Semiconductor giant GlobalFoundries is putting down "roughly $1.5 billion" toward the expansion of its semiconductor manufacturing capacity. That's double GlobalFoundries usual yearly tech expansion fund, and it could mark a promising future for the wafer industry.
According to David Reeder (opens in new tab), the company's Chief Financial Officer, future wafer supply will be pre-allocated in order to gain upfront funding for this massive expansion. He notes that a third of the total amount will come from these customer and partner pre-orders.
Anandtech (opens in new tab) elaborates, explaining that GlobalFoundries has a mind to erect at least a new fabrication plant near the company's Fab 8 in Malta, New York, as well as increase the capacity of it's Fab 1, near Dresden, Germany.
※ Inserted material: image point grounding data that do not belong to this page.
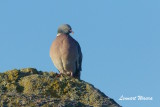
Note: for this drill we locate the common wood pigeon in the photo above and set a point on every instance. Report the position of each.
(65, 52)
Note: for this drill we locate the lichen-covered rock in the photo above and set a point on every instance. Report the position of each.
(31, 88)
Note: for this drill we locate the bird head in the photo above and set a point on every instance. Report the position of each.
(65, 29)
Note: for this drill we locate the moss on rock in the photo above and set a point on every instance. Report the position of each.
(29, 87)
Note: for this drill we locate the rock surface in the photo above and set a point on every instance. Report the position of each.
(31, 88)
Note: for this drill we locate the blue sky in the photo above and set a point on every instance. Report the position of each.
(119, 41)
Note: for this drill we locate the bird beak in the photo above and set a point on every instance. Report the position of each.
(72, 32)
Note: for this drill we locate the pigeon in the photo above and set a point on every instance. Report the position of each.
(65, 52)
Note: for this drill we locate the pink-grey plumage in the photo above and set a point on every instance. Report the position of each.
(65, 53)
All this points to production capacity increasing to around 13 percent over 2021 numbers, and by 2022 we could see that number rise to 20 percent.
As we've mentioned before, semiconductor capacity is incredibly tight right now. GlobalFoundries main competitor, TSMC, has turned to auctioning off "excess capacity" (opens in new tab) at a premium, even after the company's manufacturing capacity was supposedly all booked up until 2024.
And considering some of TSMC's main wafer plants are under threat by the Taiwanese water crisis (opens in new tab), more options for customers will certainly be welcomed across the seemingly barren wafer production landscape. While the move may not have immediate effect on our current woes concerning chip availability, eventually it will translate into substantial relief for the industry.
Following the EU's incitement of the Digital Compass plan (opens in new tab), which promises a whopping €140 billion ($166 billion) investment across the board, and U.S. President Biden's order to review the risks (opens in new tab) faced across the semiconductor manufacturing industry, it's likely this is the start of a positive trend to bolster and balance an industry currently dominated by TSMC.
It feels strange for a tech writer to be saying this, but hopefully demand doesn't keep increasing. Because right now supply can barely keep up.